Sunday, February 1, 2015

Fumbling Through Fantasy: Fog Magic by Julia Sauer (1943)

On foggy days, 11-year-old Greta is able to travel back in time and visit the long-lost village of Blue Cove. There she meets Mrs. Morrill and her daughter, Retha, who become Greta's close friends. The visits continue for some months, giving Greta special glimpses into a past she has heard stories about her whole life. All  the while, though, Greta's twelfth birthday approaches. On this day, everyone seems to know, Greta will grow too old to experience the fog magic.
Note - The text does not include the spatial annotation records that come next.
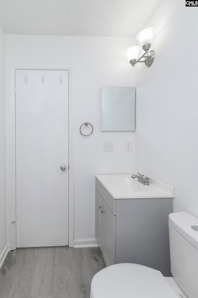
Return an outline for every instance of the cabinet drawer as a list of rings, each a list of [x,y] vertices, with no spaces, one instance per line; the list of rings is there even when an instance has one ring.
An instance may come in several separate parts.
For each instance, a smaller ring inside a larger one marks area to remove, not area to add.
[[[116,215],[116,201],[100,181],[96,178],[96,188],[98,191],[113,215]]]

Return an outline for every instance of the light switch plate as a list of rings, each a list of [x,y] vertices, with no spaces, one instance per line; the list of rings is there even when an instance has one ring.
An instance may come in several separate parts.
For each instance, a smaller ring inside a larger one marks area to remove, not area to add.
[[[104,151],[113,151],[113,142],[104,142]]]

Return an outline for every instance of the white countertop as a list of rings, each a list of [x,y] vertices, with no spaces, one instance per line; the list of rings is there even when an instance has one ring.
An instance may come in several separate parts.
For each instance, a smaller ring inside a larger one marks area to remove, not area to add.
[[[148,185],[140,183],[137,178],[132,179],[132,174],[138,171],[134,170],[130,174],[100,174],[96,177],[114,199],[174,197],[172,185],[146,174],[144,177],[150,178]]]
Fog Magic is a coming-of-age story, which focuses on the beauty of imagination during childhood and the loss of wonder and innocence that comes with age and maturity. Though the book was originally published in the 1940s, it is not necessarily confined to that time period. Rather, the universality of the knowledge that all children grow up makes it a timeless read.

Setting plays a major role in this book, and Sauer does a beautiful job of bringing the real world and the world of Blue Cove perfectly to life. She also manages to explain the magic of the fog - its limitations and its function - in subtle cues without spelling it out step by step. This approach contributes to the haunting, ethereal mood of the entire book, and helps the magic maintain its air of mystery.

Like The Light at Tern Rock, Fog Magic is a short novel with very precise, evocative writing. The moral is less heavy-handed in Fog Magic, but it still conveys a valuable lesson to which young readers in every generation can relate. The age of this book makes it somewhat difficult to find, and more difficult yet to sell to kids, but for those readers who like quiet, complex reads, this will be a special find. Other Newbery honor books that are similar to this one include Bright Island by Mabel Robinson (because of the setting) and The Fledgling by Jane Langton (because of the magic).